Product Management Part 2: Mastering the Product Role


Product is the connector between business and technology. In addition to the roles and responsibilities of doing the core job, there are a few differentiating factors that can make a good product owner a great one.

As a continuance from my previous article, Product Management: Navigating the Product Role, there are key areas that a great product owner really understands:

Stakeholders

Stakeholders should be viewed as those benefiting and/or impacted by what you are building. There are set stakeholders identified, usually by the business, but as a product owner, you should be able to identify additional stakeholders to account for the full picture. That includes those who may be impacted, not just those who are benefitting from the product or experience. Communications teams could be a stakeholder, as they will help implement, train or announce what you are working on. Analytics could be a stakeholder, as the work could affect tracking or reporting. Teams who run tests (usually optimization or analytics teams) could be a stakeholder, as they may want to test and learn in the experience or functionality you are working on.

A user should always be a stakeholder, but may not be a formally identified stakeholder. I’ve always worked on incorporating anecdotal or formal user research to ensure I am understanding how the product is actually used. That could look like doing a side by side with an actual user in a sales channel, or looking at the analytics dashboard to see what the behavior looks like, or conducting user research, or replaying an experience to see how a user interacts with the experience. At times that has lead to working on features that no one else had thought of, but was something the user truly needed thanks to giving the user a seat at the table.

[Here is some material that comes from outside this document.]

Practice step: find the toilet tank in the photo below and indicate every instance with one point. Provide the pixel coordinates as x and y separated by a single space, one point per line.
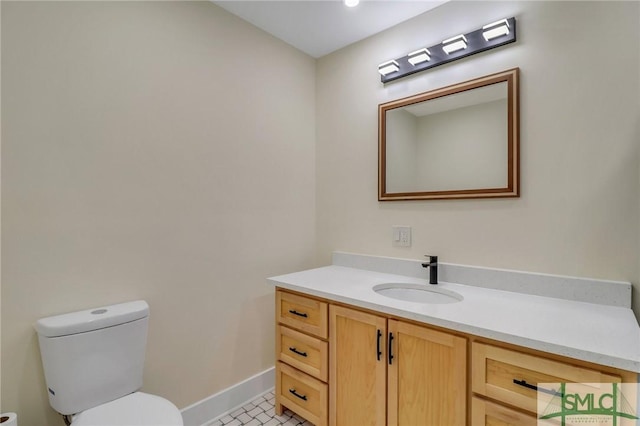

Having the proper and full list of stakeholders gives you a comprehensive view of all the needs and all the impacts and dependencies of the experience you are working on and will set you up for success in a product role.

Design

Design will likely be a big part of the working process, especially when you are working on front end products or experiences. It is a key part of the trifecta in the space: product, design, engineering. But understanding design, what they think of and what they ask about, will help you be a better product owner. While it may be a step in the process, you could bring design into more parts of the process to fully think through the impacts on the user experience. I think design is often overlooked, as they are brought in a bit late and may work in a silo. If you bring in designers earlier on, as more of a consultation than an actual design ask, you can understand the impacts to the front end experience better, you could simplify something visually that will improve the experience and it will make it easier for them to produce a seamless, cohesive, applicable design later in the process as well with the context they gain. By doing so, design will start to be aware of the impacts of their ideas and designs on the the front end code, and the engineers will also understand how their solutions may impact the user experience.

Experience

Experience in other areas helps you identify better with the stakeholders, so you can truly represent or identify with your stakeholders. I have experience in the MarTech product space, but I’ve also done marketing strategy (marketing), I’ve done analytics (data science), I’ve worked closely with a design team (design/ux), I’ve managed a budget (finance) so I can really speak the language of those respective teams and stakeholders. By having that experience, when I work on the tech stack that powers the marketing function, I can understand the needs of the teams and where they are coming from because I’ve been in their shoes before. Not only that, but the real differentiating factor here is to anticipate the needs or requirements from those areas that you’ve worked in before. That makes a truly successful product owner.

Details

Product owners need to be very detail oriented. As part of the Software Development Life Cycle (SDLC), a product owner documents the high level requirements (Epics) and has to break it down into smaller pieces (features, user stories), including the definition of done (acceptance criteria). By doing so, the product owner needs to not only document everything related to the high level requirements, but also understand all the little pieces that it will take to get that larger effort done and what ‘done’ looks like (including what it doesn’t look like). This requires the ability to think of all the details, break a big task into a bunch of smaller pieces, and the attention to detail to know when something is missing or not. Asking the right questions is a must in order to get into the proper level of detail.

Questions

Asking good questions is really foundational in being a good product owner, but asking the right questions at the right time in the right way can differentiate someone in this role. In order to really understand the stakeholders, what they are asking for, and get to the right level of detail, you do so by asking questions. No one is going to hand you the perfect requirements (if they do, please let me know because I want to meet these rare humans). You need to ask questions to be able to a) understand and b) uncover more, c) find the detail you need and d) uncover the impacts/dependencies that no one is thinking of. Some questions to start with:

What is the impact of getting this done?

Who does this impact?

Who is the user/customer?

How will this change the current experience?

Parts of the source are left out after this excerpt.